Но Лейбович мотала головой, и к спинке стула прижимал ее голову муж.

— Пусть выпьет, — совала стакан Таня. Но Лейбович встала.

— Что же, что же это? Что это? — повторяла Лейбович, задыхалась, поматывала головой. — Ой, что же это? Наум!

Она стояла растрепанная, озиралась.

— Ша! — и Наум махнул сердито рукой. — Тихо! — он обернулся к Танечке, он схватил ее под локоть и быстро пошел к столовой. — Понимаете, идет погром. Да, да, настоящий погром. Я зубной врач, внизу. Так я вас прошу, мы в первом этаже — Наум Миронович Лейбович… у меня дети. Сейчас, каждую минуту, — шептал Тане Наум Миронович, — они же не смотрят — дети, не дети…

— Идите сюда, сюда ко мне, сейчас. Скорей!

Таня недоговорила, Наум Миронович зашагал к дверям. Но вдруг остановился, вернулся.

— А старуха? Я говорю — старуха, я вижу, чем она дышит, пойдет скажет… дворнику, я знаю… Надо запереть, на ключ надо тот ход.
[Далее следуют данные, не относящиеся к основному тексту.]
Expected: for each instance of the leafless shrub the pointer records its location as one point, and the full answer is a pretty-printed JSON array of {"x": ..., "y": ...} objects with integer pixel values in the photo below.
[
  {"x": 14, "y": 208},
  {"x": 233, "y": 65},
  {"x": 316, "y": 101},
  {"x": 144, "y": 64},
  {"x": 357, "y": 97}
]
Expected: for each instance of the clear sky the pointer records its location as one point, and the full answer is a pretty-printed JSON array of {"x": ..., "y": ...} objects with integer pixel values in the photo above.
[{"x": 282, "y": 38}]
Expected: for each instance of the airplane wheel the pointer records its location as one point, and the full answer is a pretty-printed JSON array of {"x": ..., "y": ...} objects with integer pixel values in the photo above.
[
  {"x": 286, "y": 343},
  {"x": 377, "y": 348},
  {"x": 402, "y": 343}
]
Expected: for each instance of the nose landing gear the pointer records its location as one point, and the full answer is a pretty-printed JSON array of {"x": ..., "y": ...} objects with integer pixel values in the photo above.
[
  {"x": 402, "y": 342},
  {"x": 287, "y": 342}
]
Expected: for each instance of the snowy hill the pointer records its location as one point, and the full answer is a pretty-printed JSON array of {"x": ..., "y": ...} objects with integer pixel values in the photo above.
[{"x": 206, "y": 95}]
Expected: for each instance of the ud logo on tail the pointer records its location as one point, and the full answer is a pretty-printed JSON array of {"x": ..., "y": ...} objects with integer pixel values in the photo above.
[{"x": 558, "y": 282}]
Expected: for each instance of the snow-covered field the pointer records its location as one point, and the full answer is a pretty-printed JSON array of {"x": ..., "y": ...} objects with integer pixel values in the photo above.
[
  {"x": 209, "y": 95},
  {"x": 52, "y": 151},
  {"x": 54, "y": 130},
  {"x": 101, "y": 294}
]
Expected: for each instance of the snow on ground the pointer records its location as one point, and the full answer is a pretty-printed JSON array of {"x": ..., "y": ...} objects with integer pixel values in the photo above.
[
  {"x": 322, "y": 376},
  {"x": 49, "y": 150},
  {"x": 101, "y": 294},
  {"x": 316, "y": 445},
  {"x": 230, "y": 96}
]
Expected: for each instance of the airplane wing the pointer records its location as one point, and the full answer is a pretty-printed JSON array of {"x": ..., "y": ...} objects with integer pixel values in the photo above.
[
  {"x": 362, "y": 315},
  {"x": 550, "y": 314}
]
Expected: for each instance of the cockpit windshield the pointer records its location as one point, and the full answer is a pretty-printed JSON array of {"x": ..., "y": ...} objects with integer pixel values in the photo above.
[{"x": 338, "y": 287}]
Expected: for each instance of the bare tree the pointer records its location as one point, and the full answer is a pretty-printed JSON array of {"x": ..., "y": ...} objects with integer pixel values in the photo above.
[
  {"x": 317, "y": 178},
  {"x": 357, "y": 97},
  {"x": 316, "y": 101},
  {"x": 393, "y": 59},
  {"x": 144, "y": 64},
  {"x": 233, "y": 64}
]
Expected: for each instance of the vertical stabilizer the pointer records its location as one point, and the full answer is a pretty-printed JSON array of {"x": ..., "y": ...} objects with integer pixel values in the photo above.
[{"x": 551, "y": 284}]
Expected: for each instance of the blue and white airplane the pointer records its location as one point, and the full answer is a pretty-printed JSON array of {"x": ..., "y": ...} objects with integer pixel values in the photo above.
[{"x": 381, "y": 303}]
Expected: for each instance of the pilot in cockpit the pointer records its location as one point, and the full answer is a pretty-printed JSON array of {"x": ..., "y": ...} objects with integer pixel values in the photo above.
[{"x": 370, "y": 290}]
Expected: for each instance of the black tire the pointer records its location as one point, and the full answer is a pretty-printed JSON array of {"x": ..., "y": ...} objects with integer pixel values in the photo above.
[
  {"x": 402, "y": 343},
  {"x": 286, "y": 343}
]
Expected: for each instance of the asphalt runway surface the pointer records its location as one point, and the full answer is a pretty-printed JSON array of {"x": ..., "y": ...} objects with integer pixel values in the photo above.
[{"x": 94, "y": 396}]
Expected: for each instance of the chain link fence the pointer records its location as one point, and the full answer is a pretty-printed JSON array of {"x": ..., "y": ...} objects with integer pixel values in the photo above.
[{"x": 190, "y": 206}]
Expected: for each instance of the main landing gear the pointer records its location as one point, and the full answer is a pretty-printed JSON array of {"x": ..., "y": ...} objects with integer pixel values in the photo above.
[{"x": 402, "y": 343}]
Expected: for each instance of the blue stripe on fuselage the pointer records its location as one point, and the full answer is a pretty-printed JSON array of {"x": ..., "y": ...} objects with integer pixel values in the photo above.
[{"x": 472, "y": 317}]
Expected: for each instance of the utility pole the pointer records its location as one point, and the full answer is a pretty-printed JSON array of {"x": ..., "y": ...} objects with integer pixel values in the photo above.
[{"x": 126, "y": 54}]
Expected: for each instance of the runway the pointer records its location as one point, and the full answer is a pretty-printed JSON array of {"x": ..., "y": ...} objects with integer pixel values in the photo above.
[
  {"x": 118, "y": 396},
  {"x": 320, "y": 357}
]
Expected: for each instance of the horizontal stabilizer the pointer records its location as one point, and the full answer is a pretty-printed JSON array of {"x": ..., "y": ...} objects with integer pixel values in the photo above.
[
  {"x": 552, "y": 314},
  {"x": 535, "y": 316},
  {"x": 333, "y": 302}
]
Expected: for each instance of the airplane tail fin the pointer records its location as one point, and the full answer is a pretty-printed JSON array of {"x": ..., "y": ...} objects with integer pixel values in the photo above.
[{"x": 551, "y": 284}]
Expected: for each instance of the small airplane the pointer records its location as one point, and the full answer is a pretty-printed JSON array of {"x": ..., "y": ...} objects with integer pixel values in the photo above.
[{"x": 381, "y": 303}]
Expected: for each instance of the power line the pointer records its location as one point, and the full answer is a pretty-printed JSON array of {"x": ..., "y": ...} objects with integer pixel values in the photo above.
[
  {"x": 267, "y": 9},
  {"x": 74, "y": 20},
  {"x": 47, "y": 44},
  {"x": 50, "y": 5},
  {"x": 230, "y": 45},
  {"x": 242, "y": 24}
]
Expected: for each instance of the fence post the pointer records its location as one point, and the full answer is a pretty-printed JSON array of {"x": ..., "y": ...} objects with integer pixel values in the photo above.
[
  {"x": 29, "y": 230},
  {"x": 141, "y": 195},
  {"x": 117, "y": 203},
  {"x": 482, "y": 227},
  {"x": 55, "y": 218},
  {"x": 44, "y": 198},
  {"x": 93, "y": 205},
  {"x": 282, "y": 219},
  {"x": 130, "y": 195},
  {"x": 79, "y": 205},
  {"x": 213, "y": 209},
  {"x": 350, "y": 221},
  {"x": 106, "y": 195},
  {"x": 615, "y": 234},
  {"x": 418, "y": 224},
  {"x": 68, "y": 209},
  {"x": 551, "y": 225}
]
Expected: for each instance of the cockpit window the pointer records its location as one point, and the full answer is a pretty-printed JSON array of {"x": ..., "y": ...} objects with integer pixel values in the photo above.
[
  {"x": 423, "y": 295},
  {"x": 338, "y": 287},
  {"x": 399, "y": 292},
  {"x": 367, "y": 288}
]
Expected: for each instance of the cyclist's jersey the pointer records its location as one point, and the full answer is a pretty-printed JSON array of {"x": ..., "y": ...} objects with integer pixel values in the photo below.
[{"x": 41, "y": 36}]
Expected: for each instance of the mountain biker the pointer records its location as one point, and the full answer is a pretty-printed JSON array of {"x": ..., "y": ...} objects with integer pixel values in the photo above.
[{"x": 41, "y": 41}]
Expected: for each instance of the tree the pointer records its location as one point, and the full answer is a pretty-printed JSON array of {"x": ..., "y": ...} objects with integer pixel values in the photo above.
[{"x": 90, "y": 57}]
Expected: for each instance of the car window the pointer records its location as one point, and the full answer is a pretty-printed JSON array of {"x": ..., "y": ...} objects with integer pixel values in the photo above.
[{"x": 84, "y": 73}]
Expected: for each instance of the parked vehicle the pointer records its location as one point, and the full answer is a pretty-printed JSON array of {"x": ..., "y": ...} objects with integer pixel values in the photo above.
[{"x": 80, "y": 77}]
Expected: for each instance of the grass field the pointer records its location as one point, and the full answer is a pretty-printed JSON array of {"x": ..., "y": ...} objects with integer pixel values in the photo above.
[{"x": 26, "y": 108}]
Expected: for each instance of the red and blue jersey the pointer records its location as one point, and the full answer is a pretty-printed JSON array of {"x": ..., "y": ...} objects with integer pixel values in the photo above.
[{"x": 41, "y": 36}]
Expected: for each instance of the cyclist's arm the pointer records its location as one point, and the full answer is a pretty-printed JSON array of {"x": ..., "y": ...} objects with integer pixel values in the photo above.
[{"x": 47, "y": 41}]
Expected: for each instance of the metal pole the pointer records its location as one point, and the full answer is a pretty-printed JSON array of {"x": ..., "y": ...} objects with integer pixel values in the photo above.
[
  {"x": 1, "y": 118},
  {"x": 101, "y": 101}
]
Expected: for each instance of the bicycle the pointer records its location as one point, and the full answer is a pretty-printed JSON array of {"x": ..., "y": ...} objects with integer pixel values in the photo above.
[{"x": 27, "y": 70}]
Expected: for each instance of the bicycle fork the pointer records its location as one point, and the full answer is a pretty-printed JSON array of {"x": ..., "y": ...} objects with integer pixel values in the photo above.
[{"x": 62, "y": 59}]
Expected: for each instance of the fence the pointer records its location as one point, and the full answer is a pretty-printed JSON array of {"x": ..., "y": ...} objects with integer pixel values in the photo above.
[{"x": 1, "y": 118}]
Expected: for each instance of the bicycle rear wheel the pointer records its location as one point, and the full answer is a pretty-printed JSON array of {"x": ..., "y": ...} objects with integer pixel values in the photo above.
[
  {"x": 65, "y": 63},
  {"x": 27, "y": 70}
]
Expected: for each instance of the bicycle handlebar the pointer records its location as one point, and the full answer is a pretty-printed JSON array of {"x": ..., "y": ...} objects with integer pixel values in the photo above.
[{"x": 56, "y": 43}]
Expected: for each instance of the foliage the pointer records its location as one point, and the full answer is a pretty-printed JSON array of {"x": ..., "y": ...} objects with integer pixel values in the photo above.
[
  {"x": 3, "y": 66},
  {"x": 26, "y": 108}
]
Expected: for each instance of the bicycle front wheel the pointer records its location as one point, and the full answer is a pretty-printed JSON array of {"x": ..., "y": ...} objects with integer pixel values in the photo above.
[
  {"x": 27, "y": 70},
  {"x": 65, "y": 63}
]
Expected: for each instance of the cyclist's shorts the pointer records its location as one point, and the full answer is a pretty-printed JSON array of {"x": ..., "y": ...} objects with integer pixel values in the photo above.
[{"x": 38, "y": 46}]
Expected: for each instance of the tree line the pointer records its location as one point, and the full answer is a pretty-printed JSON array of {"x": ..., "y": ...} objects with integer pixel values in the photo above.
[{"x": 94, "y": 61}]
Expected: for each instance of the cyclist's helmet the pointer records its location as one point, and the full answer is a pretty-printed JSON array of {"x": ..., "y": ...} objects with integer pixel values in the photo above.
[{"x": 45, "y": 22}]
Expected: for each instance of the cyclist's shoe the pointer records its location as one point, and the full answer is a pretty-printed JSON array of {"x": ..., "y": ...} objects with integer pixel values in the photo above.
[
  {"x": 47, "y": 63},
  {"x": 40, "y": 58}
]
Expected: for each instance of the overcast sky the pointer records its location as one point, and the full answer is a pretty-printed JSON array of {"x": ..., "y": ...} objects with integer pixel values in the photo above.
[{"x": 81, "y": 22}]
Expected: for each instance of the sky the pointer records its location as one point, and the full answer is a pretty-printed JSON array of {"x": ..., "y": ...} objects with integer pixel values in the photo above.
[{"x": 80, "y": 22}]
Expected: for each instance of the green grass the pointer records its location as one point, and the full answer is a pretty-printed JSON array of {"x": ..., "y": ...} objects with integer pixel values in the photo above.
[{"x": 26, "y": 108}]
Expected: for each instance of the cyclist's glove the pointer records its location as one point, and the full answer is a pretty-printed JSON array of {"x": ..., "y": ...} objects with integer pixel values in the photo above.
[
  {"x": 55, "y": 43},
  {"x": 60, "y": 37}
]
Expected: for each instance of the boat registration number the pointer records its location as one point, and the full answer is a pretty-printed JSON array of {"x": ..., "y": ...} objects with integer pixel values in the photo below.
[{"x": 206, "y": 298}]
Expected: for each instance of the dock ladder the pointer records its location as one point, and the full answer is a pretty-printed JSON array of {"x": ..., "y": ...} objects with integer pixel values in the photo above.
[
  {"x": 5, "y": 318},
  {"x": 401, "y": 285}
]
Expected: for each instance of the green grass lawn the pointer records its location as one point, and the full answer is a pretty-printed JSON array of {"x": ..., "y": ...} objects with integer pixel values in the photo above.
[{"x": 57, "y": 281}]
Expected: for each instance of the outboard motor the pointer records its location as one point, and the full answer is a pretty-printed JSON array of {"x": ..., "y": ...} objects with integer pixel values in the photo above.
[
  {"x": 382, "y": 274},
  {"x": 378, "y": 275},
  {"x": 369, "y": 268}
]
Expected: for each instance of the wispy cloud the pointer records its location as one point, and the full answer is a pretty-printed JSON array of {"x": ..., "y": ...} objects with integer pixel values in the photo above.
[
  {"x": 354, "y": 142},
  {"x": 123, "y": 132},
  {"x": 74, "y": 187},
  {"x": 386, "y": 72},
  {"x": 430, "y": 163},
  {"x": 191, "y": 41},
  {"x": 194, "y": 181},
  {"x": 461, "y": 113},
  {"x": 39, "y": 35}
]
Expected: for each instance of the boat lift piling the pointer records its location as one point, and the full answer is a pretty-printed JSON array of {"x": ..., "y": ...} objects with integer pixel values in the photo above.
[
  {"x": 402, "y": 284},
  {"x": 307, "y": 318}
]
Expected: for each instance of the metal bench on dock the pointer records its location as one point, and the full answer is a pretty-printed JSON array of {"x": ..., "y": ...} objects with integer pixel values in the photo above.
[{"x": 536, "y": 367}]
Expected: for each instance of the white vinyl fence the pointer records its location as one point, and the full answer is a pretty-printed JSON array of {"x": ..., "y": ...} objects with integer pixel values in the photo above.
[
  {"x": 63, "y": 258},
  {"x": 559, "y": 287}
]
Таня мотнула головой, пошла в кухню, старуха встала с табурета, глядела тревожно, сердито на Таню. Таня подошла к дверям, повернула два раза ключ и засунула себе в декольте.

— Бабушка! Ко мне в спальню, — Таня вытянула приказательно руку, — сейчас же. Если выйдете — я вас убью!

Таня пропустила старуху мимо — все не опускала руки.

— Не закрывайте дверь, — шептал в прихожей Наум Миронович, — мы по одному и тихо! Ти-хо! — он поднял к уху палец, и Танечка видела, как вздрагивал рыжеватый ус над губой и мелкой рябью трепетало пенсне.

Таня заглянула в гостиную.

— Жена уже пошла, — он осторожно вышел на темную лестницу, шагнул осторожно, как в воду.

Танечка высунула голову в двери. Лейбович шарила ногами ступеньку, и снизу Таня ясно слышала шепот:

— Яшенька, Яшенька, держись за меня, Яшенька, держись, мой мальчик. Там хорошо, хорошо будет. Хорошо, мое золотце!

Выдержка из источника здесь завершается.